“Southampton is an elegant, well-built town. It stands on the confluence of two large waters; and when the tide is full, is seated on a peninsula.
“It is a town of great antiquity, and still preserves its respectable appendages of ancient walls and gates.’’ With use of words like “confluence’’ it can be guessed this description of Southampton was written a long time ago.
The author was the socially reforming Rector of Boldre, the Rev William Gilpin, who was writing in 1775.
By the time the renowned author Jane Austen came to live in Southampton, the town had grown a great deal.
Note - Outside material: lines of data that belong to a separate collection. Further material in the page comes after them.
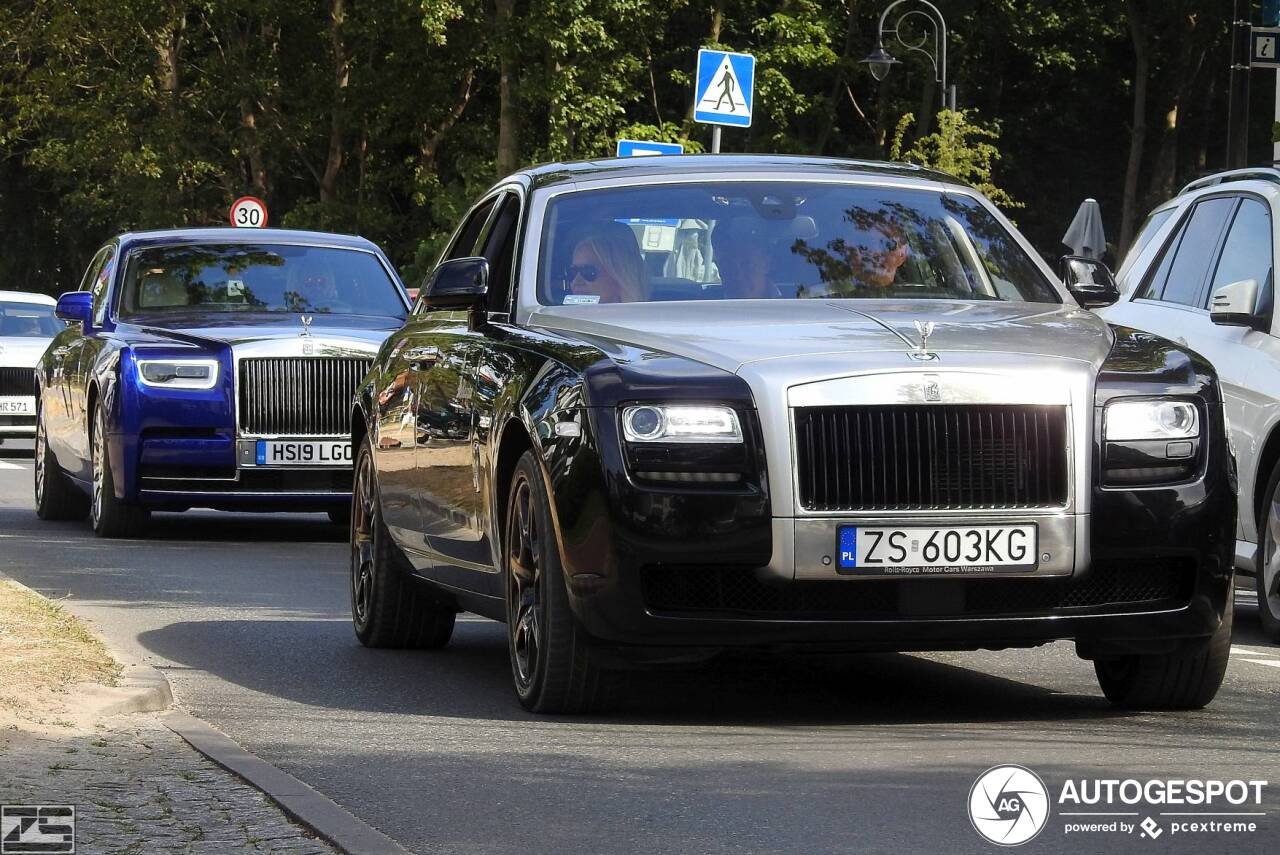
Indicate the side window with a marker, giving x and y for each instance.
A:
(469, 237)
(499, 248)
(1247, 251)
(101, 284)
(1182, 270)
(95, 268)
(1144, 236)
Between Gilpin’s description and Jane’s stay lay an important quarter of a century, a time which saw many English towns improve in elegance and many coastal spots become fashionable seaside resorts.
From the autumn of 1806 until the spring of 1809 the novelist made her home in Southampton with her mother and sister, her brother, Frank, and his new wife, Mary, and Martha Lloyd, who was recently homeless following her mother’s death.
Jane already knew Southampton, having been at school, albeit briefly, in the town, and at 18 she danced there at a public ball.
One historian wrote: “That she greatly preferred it to Bath, even to Canterbury, is evident, and not hard to explain.
“It was her home county, and on the coast, two powerful recommendations.
“Southampton’s pretensions to fashion were slight compared with Bath’s and its air agreed with her better.’’ The Austens rented a house in Castle Square from the Marquis of Landsdowne, which had a garden bounded on one side by the old walls as well as a view across to the New Forest.
Nearby was the Marquis’s mock Gothic castle, described by Jane’s nephew as “a fantastic edifice’’.
Not far away was a pump room, assembly rooms, several baths, and a theatre, which the author only visited once.
Jane rarely joined in the evening amusements and though she evidently liked the place, Southampton does not seem to have given her any inspiration as she wrote no fiction during her stay.
Jane was knowledgeable of many places outside Hampshire, but she was essentially a county girl, born in Steventon, living in Chawton, and dying in Winchester where she lies within the cathedral.